I hear that constantly. Even other finance bloggers from other cities will approach me and ask “wow, how do you save money in a city like NYC?” Some of these people are genuinely curious., But with others, I can read between the lines. Their question is laced with doubt. What they are really saying is. “Tell me your tactics and then I will be able to happily refute them, either to your face or silently to myself and be content with my choice not to live in the depraved money-suck of Manhattan.”
I’ll be the first to admit that NYC can be an expensive city. The only reason that it can be expensive, though, is because there are so many OPTIONS. With over 8.4 million people living in one city (holy crap! 1 in 38 people in the United States lives in NYC!) and over half a million non-farm, private businesses, there are a LOT of ways to spend your money.

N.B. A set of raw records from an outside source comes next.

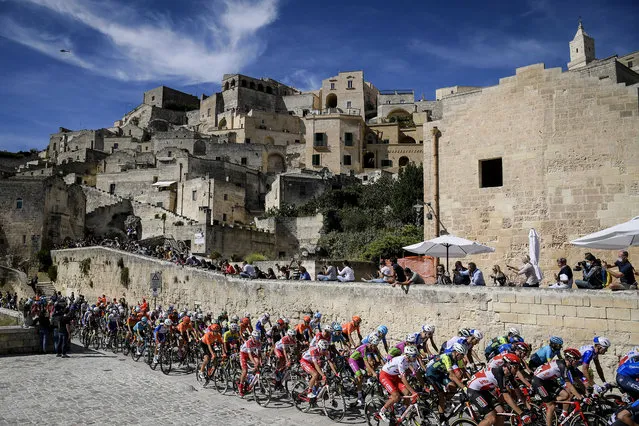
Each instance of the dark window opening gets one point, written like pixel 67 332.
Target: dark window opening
pixel 491 173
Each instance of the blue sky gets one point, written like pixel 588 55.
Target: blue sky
pixel 119 48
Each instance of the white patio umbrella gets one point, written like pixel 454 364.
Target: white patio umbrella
pixel 448 246
pixel 533 252
pixel 616 237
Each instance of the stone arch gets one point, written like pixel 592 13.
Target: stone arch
pixel 275 163
pixel 199 147
pixel 407 139
pixel 331 100
pixel 369 160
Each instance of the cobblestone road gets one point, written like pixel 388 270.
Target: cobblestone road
pixel 99 387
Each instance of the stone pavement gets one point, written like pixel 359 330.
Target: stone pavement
pixel 99 387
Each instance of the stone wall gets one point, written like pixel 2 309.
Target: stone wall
pixel 577 315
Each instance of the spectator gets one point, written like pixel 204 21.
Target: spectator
pixel 625 272
pixel 346 274
pixel 564 277
pixel 248 271
pixel 304 275
pixel 476 276
pixel 330 273
pixel 458 277
pixel 528 270
pixel 499 278
pixel 594 278
pixel 443 277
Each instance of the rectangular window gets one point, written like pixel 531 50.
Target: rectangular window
pixel 491 173
pixel 348 139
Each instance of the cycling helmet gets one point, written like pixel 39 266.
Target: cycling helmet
pixel 410 351
pixel 477 334
pixel 572 353
pixel 556 340
pixel 602 341
pixel 459 348
pixel 511 359
pixel 427 328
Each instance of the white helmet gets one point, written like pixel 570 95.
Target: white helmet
pixel 410 351
pixel 373 339
pixel 428 328
pixel 459 348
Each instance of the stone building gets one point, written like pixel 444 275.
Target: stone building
pixel 545 149
pixel 38 213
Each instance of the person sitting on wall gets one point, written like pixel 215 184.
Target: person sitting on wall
pixel 564 276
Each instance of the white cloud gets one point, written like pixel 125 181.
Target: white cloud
pixel 223 39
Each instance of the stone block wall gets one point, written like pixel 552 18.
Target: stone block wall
pixel 577 315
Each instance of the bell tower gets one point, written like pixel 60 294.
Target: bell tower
pixel 582 49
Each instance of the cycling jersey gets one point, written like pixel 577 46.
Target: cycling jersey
pixel 399 365
pixel 251 346
pixel 489 380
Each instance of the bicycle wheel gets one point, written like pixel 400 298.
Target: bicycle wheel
pixel 591 419
pixel 371 408
pixel 299 396
pixel 262 391
pixel 333 402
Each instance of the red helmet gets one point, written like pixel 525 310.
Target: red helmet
pixel 572 353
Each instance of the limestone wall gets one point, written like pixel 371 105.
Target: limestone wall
pixel 578 316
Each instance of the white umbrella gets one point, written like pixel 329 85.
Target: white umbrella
pixel 449 246
pixel 533 252
pixel 617 237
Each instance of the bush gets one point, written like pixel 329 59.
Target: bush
pixel 53 273
pixel 254 257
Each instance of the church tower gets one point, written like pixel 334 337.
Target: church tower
pixel 582 49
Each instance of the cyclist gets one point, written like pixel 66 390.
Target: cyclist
pixel 591 353
pixel 628 374
pixel 393 378
pixel 445 373
pixel 351 327
pixel 249 351
pixel 493 347
pixel 211 338
pixel 363 361
pixel 311 362
pixel 550 381
pixel 483 387
pixel 546 353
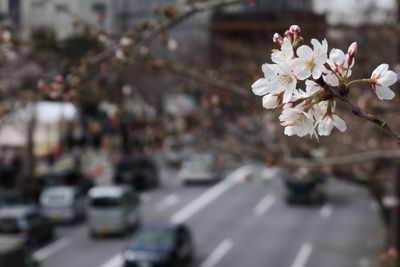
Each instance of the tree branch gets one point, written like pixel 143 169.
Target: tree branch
pixel 346 159
pixel 369 117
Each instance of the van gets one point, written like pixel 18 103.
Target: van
pixel 63 204
pixel 112 210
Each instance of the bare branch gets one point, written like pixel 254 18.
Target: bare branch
pixel 346 159
pixel 369 117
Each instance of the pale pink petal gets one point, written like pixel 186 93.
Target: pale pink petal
pixel 316 72
pixel 260 87
pixel 384 93
pixel 388 79
pixel 305 52
pixel 381 69
pixel 339 123
pixel 331 79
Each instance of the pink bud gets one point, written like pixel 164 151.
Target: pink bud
pixel 353 48
pixel 277 38
pixel 288 34
pixel 294 29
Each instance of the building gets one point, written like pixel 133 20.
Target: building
pixel 10 9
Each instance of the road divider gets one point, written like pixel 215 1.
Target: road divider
pixel 50 249
pixel 264 205
pixel 217 254
pixel 303 255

But guess what? The increased population and the creative culture that NYC has means that there are a lot of ways to NOT spend money as well. Of course, I’ve talked about various hikes as well as nature walks and even an amazingly challenging urban walk. I’ve talked about cheap sporting events and totally free art galleries. And believe me, there is a LOT more out there. Life has been busy, but there are a lot of activities that I need to get back to before I post about them because I am historically bad at remembering to take photos. There are a ton of free and cheap things to do in the city.
Very Simple Math
Let’s get to the point of this post, though, NYC’s low cost of living. Sure, there are cheap entertainment options, but let’s talk about the necessities to really get to the heart of how expensive NYC is vs a smaller town. Again, there are a lot of expensive options, but so many cheap ones as well. Let’s look at the “big” expenses:
- Food: Shop at Trader Joe’s where the prices are the same across the country. Done. For dining out, see my cheap eats section. You can go out to eat at places that have better food, more variety, and lower prices than a random town in the middle of nowhere that only has an Applebee’s (yuck). Winner: Tie (well, NYC wins with the Cheap Eats, but I’ll let it slide).

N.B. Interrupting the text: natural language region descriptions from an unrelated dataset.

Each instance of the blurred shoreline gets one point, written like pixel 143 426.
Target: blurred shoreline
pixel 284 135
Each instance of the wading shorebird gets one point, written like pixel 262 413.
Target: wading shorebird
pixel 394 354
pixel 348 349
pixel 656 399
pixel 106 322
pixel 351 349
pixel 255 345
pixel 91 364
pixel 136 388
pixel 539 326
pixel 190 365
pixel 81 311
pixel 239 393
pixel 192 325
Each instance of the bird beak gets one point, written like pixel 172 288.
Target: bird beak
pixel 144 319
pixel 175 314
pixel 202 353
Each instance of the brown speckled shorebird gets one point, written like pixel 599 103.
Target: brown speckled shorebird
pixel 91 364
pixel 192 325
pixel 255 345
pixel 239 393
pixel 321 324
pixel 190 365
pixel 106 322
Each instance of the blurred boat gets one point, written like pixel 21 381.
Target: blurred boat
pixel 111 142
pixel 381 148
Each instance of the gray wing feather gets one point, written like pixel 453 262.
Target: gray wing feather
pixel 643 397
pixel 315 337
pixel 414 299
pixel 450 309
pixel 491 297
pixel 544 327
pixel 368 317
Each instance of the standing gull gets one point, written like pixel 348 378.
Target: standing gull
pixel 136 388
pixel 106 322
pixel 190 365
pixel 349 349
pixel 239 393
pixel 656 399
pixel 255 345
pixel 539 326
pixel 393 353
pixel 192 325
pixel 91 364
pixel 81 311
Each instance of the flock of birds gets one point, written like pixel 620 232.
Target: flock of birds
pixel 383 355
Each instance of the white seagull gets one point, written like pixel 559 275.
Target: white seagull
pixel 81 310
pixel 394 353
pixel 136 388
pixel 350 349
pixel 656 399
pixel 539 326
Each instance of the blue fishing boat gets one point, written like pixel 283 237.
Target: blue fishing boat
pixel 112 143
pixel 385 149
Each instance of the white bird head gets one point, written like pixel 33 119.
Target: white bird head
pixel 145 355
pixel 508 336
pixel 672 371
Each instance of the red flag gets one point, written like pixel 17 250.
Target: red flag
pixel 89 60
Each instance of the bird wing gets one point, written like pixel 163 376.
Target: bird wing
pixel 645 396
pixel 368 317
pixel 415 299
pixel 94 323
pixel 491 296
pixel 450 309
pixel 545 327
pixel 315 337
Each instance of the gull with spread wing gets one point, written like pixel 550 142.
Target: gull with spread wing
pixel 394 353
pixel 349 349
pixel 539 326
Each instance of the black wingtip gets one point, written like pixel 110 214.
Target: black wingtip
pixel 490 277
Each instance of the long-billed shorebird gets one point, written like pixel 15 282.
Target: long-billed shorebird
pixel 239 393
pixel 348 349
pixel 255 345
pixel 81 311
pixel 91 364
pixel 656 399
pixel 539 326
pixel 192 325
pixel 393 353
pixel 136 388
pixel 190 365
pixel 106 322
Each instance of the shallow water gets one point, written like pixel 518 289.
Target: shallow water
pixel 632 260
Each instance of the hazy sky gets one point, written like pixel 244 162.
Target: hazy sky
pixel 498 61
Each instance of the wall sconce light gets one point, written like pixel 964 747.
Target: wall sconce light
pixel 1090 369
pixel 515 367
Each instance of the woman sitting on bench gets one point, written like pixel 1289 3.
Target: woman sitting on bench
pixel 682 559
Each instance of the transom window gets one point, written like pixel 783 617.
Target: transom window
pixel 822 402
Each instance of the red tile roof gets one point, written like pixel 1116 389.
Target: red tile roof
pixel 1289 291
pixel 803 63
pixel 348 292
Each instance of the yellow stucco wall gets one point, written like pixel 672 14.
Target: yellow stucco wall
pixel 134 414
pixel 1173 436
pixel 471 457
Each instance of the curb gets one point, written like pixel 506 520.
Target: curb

- Shelter: There are all sorts of tactics you can use to soften the blow of NYC rent. However, at the end of the day, you will still end up paying more for housing here than you will elsewhere. Winner: Smaller Towns
- Clothing: Thrift stores in NYC are amazing! You can definitely pay less and looks better here than a random small town where you have to get everything from Old Navy*, especially if you have a wardrobe plan. However, if you DO have a wardrobe plan, then you aren’t spending too much on clothing anyway, so any difference is minimal, so I will conclude… Winner: Tie
- Transportation: I have outlined not having to own a car as New York’s biggest competitive advantage. A $113 ($112 if you re-use your old card) monthly metro card is really all you need! Just make sure to avoid cabs like the plague! Winner: NYC
So, looking at these four major expenses, two are ties. Right now we are only looking at Rent vs. Transportation. Let’s do some VERY simple math.

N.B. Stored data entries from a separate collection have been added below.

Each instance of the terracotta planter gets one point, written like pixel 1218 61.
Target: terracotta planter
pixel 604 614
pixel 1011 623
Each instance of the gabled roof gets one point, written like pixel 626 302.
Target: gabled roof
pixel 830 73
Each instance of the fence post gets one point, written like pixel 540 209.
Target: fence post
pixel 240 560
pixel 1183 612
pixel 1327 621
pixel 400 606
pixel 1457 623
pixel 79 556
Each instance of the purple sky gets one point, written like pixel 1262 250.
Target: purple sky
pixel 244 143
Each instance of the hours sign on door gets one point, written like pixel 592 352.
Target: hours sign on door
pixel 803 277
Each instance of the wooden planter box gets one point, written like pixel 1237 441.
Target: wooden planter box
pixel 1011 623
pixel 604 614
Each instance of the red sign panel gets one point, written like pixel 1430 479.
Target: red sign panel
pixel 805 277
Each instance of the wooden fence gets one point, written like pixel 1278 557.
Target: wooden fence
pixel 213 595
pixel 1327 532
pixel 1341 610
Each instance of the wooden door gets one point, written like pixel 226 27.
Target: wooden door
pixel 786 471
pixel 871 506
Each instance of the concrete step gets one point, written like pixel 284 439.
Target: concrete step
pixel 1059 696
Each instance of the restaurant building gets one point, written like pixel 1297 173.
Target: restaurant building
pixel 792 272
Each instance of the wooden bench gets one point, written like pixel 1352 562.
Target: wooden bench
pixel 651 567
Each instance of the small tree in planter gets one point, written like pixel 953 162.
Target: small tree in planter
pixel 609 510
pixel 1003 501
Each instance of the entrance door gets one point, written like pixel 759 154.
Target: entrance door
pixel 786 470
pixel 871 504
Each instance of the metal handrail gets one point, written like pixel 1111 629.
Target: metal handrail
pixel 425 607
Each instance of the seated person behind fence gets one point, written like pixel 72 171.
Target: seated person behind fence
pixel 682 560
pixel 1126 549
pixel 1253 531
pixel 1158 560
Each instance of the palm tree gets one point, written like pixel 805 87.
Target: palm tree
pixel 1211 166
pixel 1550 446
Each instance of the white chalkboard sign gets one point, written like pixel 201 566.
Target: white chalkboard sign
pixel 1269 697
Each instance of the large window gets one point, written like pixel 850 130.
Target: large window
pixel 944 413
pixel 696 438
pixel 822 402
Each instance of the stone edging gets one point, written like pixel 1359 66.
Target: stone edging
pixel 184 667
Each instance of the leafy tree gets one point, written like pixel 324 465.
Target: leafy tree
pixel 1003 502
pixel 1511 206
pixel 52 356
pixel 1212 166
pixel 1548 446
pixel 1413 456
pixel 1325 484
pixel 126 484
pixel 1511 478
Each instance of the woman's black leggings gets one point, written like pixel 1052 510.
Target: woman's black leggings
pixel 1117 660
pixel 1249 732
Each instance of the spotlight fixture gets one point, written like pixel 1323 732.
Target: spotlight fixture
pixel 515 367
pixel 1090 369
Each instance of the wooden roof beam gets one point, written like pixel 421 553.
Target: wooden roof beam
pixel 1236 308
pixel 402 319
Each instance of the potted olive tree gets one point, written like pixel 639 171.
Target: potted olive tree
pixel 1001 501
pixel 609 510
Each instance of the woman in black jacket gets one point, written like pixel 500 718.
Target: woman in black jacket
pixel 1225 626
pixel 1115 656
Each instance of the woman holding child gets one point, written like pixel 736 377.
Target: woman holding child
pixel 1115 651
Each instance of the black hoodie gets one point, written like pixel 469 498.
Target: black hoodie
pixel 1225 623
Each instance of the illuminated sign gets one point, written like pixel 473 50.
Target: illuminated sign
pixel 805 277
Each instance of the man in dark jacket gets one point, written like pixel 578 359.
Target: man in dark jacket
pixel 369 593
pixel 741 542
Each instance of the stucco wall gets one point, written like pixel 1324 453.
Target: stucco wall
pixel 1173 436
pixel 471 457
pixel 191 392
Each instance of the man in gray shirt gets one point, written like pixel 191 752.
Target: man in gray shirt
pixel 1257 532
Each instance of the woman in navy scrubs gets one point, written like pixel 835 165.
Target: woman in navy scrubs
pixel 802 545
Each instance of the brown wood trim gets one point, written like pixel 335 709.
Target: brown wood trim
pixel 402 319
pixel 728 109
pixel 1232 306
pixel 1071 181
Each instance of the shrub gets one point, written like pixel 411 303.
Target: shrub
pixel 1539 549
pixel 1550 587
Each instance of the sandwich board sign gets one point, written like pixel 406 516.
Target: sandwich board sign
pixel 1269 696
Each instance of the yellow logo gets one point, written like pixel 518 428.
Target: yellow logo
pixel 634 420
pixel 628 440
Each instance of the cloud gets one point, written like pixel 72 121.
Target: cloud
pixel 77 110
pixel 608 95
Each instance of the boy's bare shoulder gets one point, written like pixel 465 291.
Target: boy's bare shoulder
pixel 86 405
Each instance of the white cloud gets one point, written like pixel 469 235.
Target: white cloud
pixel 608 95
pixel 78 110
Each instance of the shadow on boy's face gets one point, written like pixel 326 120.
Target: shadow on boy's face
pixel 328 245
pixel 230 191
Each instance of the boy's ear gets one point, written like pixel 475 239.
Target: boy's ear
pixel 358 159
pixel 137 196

- I pay $875 in rent/month.
- I pay $113 (rounding up) in transportation/month.
My Total (for those two categories): $988/month
- Car owners pay an average of $9,000/year on cars and car related expenses according to AAA. That’s $750/month.
My Total – Car Owners Expense = $238/month = Small Town Rent
That means that I have equivalent expenses to someone in a small town who pays $238/month in rent . For the small towners out there, if you pay MORE than $238/month in rent, then my core expenses are less than yours, on average.
Of course, there are folks in small towns who don’t own cars. Hats off to them. However, most people in this country choose to own a car (or multiple cars!) and can still live a frugal lifestyle. I choose to live in NYC. Don’t think I can’t live well on a budget here as well!